長いあいだ、産業の成功は生産量で測られてきました。しかしフィンランドのような小規模経済にとって、生産量の規模は国際競争で優位に立つための武器にはなりません。競争力の源になるのは、職人技、品質、そして素材と製造に対する誠実さです。高品質な生産体制を築くには時間がかかりますが、そのぶん揺らぎにくくなります。

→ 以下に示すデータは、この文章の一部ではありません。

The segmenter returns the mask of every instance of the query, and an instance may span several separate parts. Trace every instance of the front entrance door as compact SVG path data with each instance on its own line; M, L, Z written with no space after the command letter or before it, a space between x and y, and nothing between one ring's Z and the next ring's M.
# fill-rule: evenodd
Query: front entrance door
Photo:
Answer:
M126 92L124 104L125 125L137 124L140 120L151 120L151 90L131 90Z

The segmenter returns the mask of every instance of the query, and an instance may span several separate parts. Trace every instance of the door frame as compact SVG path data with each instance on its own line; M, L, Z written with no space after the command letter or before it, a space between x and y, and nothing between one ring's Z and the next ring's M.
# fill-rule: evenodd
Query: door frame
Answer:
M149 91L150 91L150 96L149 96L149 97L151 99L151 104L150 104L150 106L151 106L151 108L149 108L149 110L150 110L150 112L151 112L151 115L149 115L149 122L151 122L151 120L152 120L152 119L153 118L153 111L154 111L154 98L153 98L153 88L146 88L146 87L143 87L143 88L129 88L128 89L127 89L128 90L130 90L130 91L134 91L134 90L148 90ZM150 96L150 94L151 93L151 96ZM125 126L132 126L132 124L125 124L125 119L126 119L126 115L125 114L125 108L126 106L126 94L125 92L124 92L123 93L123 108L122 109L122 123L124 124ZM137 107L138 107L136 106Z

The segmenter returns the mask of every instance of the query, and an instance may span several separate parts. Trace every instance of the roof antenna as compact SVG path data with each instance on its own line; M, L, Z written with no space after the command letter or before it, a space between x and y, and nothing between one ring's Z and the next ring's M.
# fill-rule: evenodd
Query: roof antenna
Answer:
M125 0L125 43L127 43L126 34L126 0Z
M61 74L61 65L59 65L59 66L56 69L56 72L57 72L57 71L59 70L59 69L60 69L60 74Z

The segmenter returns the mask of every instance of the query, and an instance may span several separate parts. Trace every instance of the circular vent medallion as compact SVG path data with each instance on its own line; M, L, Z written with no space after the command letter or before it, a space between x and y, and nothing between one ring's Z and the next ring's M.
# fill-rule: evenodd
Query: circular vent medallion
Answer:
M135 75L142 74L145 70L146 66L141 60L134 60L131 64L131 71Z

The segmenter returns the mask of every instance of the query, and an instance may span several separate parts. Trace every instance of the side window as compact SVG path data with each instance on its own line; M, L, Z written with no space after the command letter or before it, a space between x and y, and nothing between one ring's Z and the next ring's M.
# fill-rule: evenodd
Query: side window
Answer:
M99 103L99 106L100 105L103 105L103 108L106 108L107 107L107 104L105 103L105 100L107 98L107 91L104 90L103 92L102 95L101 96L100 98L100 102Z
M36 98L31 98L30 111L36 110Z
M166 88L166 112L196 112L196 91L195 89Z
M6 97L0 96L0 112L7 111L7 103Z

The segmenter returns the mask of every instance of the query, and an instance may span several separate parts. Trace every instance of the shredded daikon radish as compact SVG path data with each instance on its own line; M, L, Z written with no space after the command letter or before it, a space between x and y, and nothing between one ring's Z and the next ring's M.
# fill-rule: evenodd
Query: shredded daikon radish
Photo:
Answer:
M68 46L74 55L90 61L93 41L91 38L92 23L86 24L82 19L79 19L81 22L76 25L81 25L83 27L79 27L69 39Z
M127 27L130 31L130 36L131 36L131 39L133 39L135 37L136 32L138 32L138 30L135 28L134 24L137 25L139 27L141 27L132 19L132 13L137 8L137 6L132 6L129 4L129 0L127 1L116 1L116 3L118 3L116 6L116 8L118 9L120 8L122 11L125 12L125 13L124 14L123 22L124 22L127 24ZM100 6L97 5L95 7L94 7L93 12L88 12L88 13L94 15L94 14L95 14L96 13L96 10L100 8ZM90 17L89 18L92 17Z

利益を規模ではなく確かな良さから生み出せれば、事業の安定性も高まります。

小さな国は価格競争では勝てません。生産量という点で見れば、ヨーロッパはすでに何十年も遅れています。それでもヨーロッパが昔から強みとしてきたのは、世代を超えて受け継がれ、業界を代表する品質で知られるものづくりの基盤を築いてきたことです。

垂直統合で、製品の価値と品質を高める

大量生産は、大量流通の仕組みに支えられています。原材料から使い手に届くまでのあいだに多くの仲介が入るほど、製品の価値も品質も削られていきます。場合によっては、素材から最終製品が顧客の手に渡るまでに、5社から6社もの中間業者が関わることもあります。それぞれが20〜70%のマージンを取れば、肝心のものづくりに使える余地はほとんど残りません。

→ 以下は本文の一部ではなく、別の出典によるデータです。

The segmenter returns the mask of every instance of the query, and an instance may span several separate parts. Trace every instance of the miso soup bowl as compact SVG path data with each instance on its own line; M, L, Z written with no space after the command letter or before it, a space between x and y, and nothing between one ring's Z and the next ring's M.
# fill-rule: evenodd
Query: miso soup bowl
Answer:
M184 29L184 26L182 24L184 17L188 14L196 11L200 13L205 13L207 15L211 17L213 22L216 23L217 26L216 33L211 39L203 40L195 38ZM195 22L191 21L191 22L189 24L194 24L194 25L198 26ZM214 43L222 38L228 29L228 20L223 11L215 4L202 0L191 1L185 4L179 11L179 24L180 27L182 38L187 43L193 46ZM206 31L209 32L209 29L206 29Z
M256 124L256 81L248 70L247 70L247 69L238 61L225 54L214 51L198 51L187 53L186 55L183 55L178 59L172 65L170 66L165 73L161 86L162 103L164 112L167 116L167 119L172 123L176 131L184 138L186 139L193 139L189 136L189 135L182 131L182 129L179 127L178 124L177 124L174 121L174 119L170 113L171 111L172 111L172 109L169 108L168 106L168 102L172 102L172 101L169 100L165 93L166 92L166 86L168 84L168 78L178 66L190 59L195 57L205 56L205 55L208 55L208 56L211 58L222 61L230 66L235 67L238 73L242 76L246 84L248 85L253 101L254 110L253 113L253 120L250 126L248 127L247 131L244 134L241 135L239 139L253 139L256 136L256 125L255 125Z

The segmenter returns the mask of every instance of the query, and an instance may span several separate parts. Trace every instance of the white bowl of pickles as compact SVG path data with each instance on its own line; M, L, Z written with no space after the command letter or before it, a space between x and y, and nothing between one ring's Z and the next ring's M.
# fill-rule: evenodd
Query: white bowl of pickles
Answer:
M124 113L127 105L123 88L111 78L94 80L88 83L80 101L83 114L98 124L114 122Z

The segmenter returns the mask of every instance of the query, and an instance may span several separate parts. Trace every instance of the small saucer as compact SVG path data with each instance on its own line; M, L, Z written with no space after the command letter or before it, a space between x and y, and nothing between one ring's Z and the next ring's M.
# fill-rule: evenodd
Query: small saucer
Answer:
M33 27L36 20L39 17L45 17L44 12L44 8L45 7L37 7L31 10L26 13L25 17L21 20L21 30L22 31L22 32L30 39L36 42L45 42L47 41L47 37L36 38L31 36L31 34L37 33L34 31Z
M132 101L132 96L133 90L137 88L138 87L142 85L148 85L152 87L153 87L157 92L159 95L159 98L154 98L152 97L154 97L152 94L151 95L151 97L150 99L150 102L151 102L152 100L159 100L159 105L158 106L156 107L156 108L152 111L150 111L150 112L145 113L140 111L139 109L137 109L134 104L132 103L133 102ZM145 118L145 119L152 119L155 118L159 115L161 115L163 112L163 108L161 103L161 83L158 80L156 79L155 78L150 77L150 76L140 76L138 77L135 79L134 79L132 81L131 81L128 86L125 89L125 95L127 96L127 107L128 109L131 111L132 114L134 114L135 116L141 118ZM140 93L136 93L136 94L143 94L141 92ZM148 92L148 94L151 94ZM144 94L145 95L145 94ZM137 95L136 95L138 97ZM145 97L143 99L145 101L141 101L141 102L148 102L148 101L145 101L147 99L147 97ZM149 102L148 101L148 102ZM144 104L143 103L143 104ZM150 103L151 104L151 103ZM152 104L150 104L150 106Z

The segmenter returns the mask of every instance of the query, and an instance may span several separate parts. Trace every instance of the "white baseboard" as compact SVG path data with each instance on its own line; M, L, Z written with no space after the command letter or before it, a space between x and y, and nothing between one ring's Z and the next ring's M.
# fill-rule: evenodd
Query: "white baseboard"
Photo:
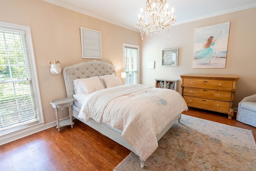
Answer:
M66 117L61 120L69 117ZM60 120L61 120L60 119ZM36 133L57 125L56 121L45 124L38 123L32 126L0 136L0 145Z

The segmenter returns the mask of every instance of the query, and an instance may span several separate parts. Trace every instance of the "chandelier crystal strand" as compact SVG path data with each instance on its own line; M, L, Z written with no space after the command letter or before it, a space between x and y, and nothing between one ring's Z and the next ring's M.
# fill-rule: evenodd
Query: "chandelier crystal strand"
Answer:
M147 37L150 36L151 40L154 34L160 34L161 38L166 32L168 36L170 35L170 29L176 22L176 16L174 15L173 8L171 12L168 7L166 0L164 2L163 0L147 0L144 16L142 8L136 24L142 40L144 33Z

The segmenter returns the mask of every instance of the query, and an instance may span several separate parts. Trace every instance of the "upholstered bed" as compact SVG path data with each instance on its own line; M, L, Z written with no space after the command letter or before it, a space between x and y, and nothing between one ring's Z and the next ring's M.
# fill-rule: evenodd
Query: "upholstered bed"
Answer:
M95 60L65 67L67 96L74 98L74 117L138 155L143 168L157 141L188 108L174 91L122 85L116 72L113 65Z

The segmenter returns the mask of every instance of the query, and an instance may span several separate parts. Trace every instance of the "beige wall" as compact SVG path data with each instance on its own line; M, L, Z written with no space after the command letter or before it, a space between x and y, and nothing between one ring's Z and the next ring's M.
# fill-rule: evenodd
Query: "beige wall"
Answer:
M142 41L142 83L154 86L156 78L180 80L186 73L236 74L238 82L234 106L244 97L256 93L256 8L177 25L171 28L170 37L144 37ZM195 29L230 22L225 68L193 68ZM178 66L162 66L164 49L179 48ZM148 61L155 61L155 69L147 69ZM181 92L181 81L179 92Z
M139 33L41 0L0 0L0 21L30 27L46 123L56 120L50 102L66 97L62 73L52 75L49 61L61 66L91 60L82 58L80 27L101 32L102 59L123 71L123 44L139 46ZM67 116L67 110L62 111Z
M235 107L244 97L256 93L256 22L253 20L256 8L178 25L172 28L170 37L160 39L157 35L151 41L146 37L141 41L139 33L41 0L0 0L0 21L30 27L46 123L56 120L50 102L66 97L62 74L51 74L48 62L55 58L63 68L90 60L81 57L80 27L101 32L102 59L100 60L117 66L119 77L123 70L123 43L138 46L141 43L143 84L154 86L154 78L180 80L180 76L187 73L232 74L240 78ZM230 22L230 27L226 68L193 69L195 29L227 22ZM179 48L178 66L162 66L162 50L175 48ZM148 61L156 62L155 69L147 69ZM67 116L66 109L62 114Z

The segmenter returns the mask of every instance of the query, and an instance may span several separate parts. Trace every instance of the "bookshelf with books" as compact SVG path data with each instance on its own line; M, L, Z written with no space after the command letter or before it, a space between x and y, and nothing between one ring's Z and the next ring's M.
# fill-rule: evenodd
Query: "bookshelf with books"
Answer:
M161 88L168 88L178 91L178 80L156 78L155 87Z

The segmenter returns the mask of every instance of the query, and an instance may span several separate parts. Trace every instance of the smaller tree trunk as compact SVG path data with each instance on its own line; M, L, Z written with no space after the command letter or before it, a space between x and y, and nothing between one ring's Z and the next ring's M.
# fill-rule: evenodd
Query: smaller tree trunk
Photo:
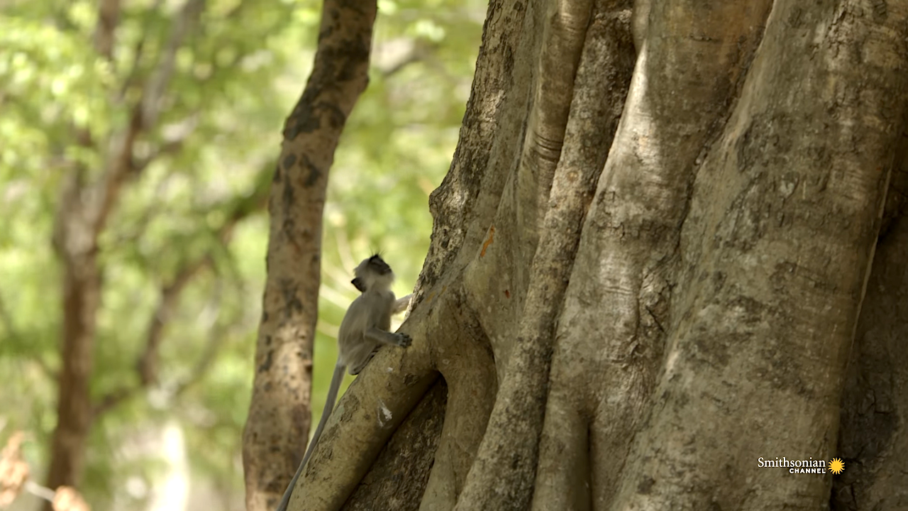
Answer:
M305 452L328 173L347 117L366 88L375 14L375 0L325 0L312 73L284 125L269 200L268 277L242 441L247 511L277 506Z

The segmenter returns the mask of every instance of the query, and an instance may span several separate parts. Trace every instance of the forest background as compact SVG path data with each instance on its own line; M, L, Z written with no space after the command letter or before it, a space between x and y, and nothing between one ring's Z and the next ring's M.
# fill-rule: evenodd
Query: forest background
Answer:
M379 3L370 85L331 168L316 368L334 360L357 261L380 250L395 291L412 288L485 7ZM243 509L264 199L320 8L0 5L0 441L25 433L35 483L47 477L60 396L84 390L83 457L65 468L92 509ZM80 252L84 239L95 249ZM86 257L97 275L80 273ZM88 342L84 389L60 387L70 316ZM313 374L317 421L331 371ZM24 493L11 509L39 505Z

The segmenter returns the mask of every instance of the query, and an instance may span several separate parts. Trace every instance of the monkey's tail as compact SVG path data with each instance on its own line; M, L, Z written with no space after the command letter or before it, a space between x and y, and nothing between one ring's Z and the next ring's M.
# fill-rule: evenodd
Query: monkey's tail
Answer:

だからこそ、製品の価値を高め、品質を引き上げるためには、私たち自身が価値を生み出す工程を垂直に統合し、その流れを自ら担う必要があります。つまり、製造も販売も自分たちで手がけるということです。

私たちは、自分たちの価値連鎖全体を理解している会社にこそ、これからの強さがあると考えています。私たちの工房もその一つです。価値の流れを自ら持つことで、技能は地域の中で積み重なり、言葉になりにくい知恵が育ちます。そして学びがすぐに現場へ戻る、密なフィードバックの循環が生まれます。

消費主義から、前向きなマテリアリズムへ

HS の記事の中で、Janne はこう述べています。「消費主義が、買って、飽きて、買い替えることを前提にしているのに対し、前向きなマテリアリズムは、ものとの関係性を土台にしています」。私たちが望む変化の本質は、まさにここにあります。

ものはいつの時代も文化を形づくってきました。使い捨てのものは、無関心さや過剰さを当たり前にしてしまいます。いたずらに誇張されたものは、優越感をあおりやすい。一方で、丈夫で修理しながら使える製品は、身の回りのものや人を大切にする姿勢、受け継ぐ意識、そして敬意のある文化を映し出します。

耐久性が示すのは、所有そのものの価値ではありません。一つのものを手入れしながら使い続ける姿勢であり、修理する文化であり、記憶を残していくことの大切さです。丁寧につくられたものは、実用的な道具であるだけでなく、よく生きるとは何か、よりよい社会とは何かを、自分自身や周囲に静かに示してくれる存在にもなります。

これからの継承

継承という言葉は、つい過去から受け継がれてきたものとして語られがちです。そこに励まされたり、誇りを感じたりすることもあるでしょう。けれど本来、継承とは自分たちが去ったあとに何を残すかということです。次の世代に、どんな世界を手渡したいのか。 

Kasperiが大切にしているのは、この場所に少しでも良いものを築き、残していくことです。私たちは、日々しっかり使われ、時とともに表情を深め、やがて受け継がれていく製品をつくっています。使い込まれた革に刻まれる痕跡や風合いは、持ち主の物語を宿し、その人の継承の一部になっていきます。ハメーンリンナの工房では、フィンランドに確かな品質のものづくりの文化を根づかせ、それを自分たちの継承として残したいと考えています。ハメーンリンナのレザークラフト学校は、次の世代のつくり手を育てる場でもあります。彼らは私たちとともに働き、この新しくも古い仕事の、これからの継承を形にしていきます。

私たちがここで取り組んでいるのは、これからのヨーロッパのクラフトビジネスのひな型をつくることです。成長が、基準を下げることを意味しないこと。ものが長く使われる前提で設計され、つくられること。そうした新しい世代の企業が、もうひとつの道筋を示していく。より誠実な未来へ向かうための道です。